Annually, the Kennedy Space Center Visitor Complex reaches more than 1.5 million guests and by adding a flown shuttle to the mix, it's expecting a major boost in attendance. It's not just about the number of people who will flock to see the space-flown shuttle, though, Moore said, it's about touching the lives of NASA's future engineers, scientists and explorers.

"I really like hearing about the rides on the way home when the kids say, 'Mom, did you know?'" Moore said. "Those conversations are priceless and we're setting the stage for these kids' future in a big way."

Atlantis is scheduled to round out the shuttle program this year with its last flight -- STS-135. After its return from space, technicians and engineers will spend a few months prepping the vehicle for public display -- paving the way for a grand opening as early as the summer of 2013.

"This is the home of human spaceflight, it's the home of the space shuttle," Cabana said. "To be able to share that excitement, that story with all our visitors to inspire the next generation of explorers . . . it's huge in being able to tell the story of human spaceflight and of NASA. I think it's outstanding that Atlantis gets to stay here with us and not leave after her last flight."

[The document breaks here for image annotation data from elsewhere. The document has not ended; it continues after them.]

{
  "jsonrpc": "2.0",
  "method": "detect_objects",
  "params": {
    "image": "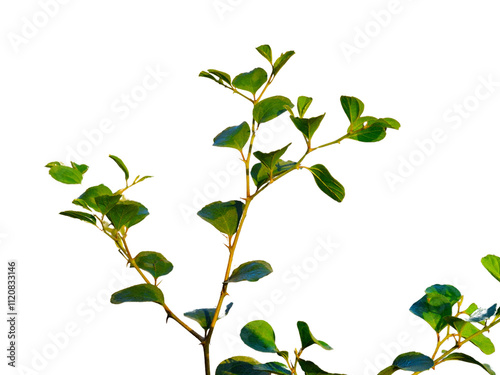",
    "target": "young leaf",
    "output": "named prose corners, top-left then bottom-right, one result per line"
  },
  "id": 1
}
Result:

NASA's remaining shuttles will embark on longer journeys to reach their final destinations and Bolden congratulated the institutions that will have the unique opportunity to share a large piece of space history with the world by saying, "Take good care of our vehicles. They've served the nation well and we at NASA have a deep and abiding relationship and love affair with them that's hard to put into words."

Shuttle Discovery will go to the Smithsonian's National Air and Space Museum Steven F. Udvar-Hazy Center in Chantilly, Va., for exhibition. Endeavour will go to the California Science Center in Los Angeles, and Enterprise will be featured at New York City's Intrepid Sea, Air and Space Museum. Bolden said many of the applicant institutions will receive significant shuttle hardware and artifacts to share with visitors.

"Even though the space shuttles aren't going to fly anymore, they're still going to launch the dreams of future exploration," Berrios said. "Thousands of years from now, it'll be the same process -- smart, courageous people doing amazing things."